The evolution of pharyngeal bones and teeth in Gobioninae fishes (Teleostei: Cyprinidae) analyzed with phylogenetic comparative methods

Yu Zeng; Huanzhang Liu
April 2011
Hydrobiologia;Apr2011, Vol. 664 Issue 1, p183
Academic Journal
The subfamily Gobioninae is a subgroup in the specious fish family Cyprinidae, which bears high diversity in morphological and ecological dimensions and has its most components distributed in East Asia. In this study, the pharyngeal bones and teeth of 39 species belonging to 19 genera of the Gobioninae were examined, with the phylogenetic comparative method (PCM) and correlation methods employed to analyze the character evolution.
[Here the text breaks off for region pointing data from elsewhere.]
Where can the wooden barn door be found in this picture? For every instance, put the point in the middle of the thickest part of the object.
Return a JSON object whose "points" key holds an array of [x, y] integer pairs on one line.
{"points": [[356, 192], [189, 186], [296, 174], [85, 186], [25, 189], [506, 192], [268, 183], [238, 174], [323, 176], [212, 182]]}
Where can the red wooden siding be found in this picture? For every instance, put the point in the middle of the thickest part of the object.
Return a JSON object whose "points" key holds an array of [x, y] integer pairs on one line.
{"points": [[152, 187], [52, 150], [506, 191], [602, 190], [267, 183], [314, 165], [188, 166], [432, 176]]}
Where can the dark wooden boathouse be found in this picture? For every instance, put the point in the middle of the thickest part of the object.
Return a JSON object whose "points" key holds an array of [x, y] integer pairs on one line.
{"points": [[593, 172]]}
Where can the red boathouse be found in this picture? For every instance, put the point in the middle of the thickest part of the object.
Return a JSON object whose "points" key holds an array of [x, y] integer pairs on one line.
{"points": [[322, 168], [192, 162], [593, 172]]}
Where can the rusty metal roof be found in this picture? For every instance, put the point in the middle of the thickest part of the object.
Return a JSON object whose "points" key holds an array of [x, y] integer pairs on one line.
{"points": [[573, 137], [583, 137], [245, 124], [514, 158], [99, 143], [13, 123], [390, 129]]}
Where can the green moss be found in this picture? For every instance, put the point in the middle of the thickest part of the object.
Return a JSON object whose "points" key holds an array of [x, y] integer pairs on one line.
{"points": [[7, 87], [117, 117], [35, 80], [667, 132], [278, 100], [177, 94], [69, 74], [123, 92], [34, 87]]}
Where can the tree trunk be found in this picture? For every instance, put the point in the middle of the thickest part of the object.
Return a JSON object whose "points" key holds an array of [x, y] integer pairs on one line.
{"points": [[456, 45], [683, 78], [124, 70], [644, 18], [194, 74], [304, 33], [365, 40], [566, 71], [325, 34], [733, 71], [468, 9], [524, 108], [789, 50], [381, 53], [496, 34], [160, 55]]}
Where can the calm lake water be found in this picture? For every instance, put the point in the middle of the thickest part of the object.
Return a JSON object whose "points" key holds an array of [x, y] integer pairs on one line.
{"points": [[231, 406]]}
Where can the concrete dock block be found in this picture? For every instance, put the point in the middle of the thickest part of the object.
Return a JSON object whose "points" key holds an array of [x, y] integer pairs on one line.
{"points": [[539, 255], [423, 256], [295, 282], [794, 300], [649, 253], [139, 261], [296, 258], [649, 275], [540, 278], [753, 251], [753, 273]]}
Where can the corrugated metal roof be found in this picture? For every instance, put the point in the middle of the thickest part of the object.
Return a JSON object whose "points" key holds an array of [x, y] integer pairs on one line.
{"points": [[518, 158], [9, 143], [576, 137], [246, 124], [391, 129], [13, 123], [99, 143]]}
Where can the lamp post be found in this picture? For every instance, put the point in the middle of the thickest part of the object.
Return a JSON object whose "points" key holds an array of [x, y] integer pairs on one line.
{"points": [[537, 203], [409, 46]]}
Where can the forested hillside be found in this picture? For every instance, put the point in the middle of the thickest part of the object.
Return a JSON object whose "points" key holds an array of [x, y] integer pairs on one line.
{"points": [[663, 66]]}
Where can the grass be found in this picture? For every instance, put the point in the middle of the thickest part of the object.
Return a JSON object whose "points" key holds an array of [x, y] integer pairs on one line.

Three characters on pharyngeal bones (shape of the pharyngeal bones, extension for attachment of the pharyngo-cleithralis internus posterior (PCIP) muscle, and teeth-bearing area) and six characters of pharyngeal teeth (shape of the five teeth in the main row, number of rows of the teeth) were identified and compared. When the character states were mapped on a molecular phylogenetic tree, it was found that, to adapt to different masticatory operations, different Gobioninae species have various morphological types of pharyngeal bones and teeth: some have intermediate pharyngeal bones bearing multiple rows of diverse teeth (conical, coarsely compressed, and compressed), others have broad pharyngeal bones bearing a single row of molar teeth, and still others have narrow pharyngeal bones bearing a single row of extremely compressed teeth. Tests on the phylogenetic signal and evolutionary associations revealed that evolution of the examined characters was all phylogenetically constrained and correlated. Owing to the homoplasy in evolution, it was suggested that the conventional method of using pharyngeal bones and teeth for phylogenetic reconstruction of cyprinid fishes should not be encouraged.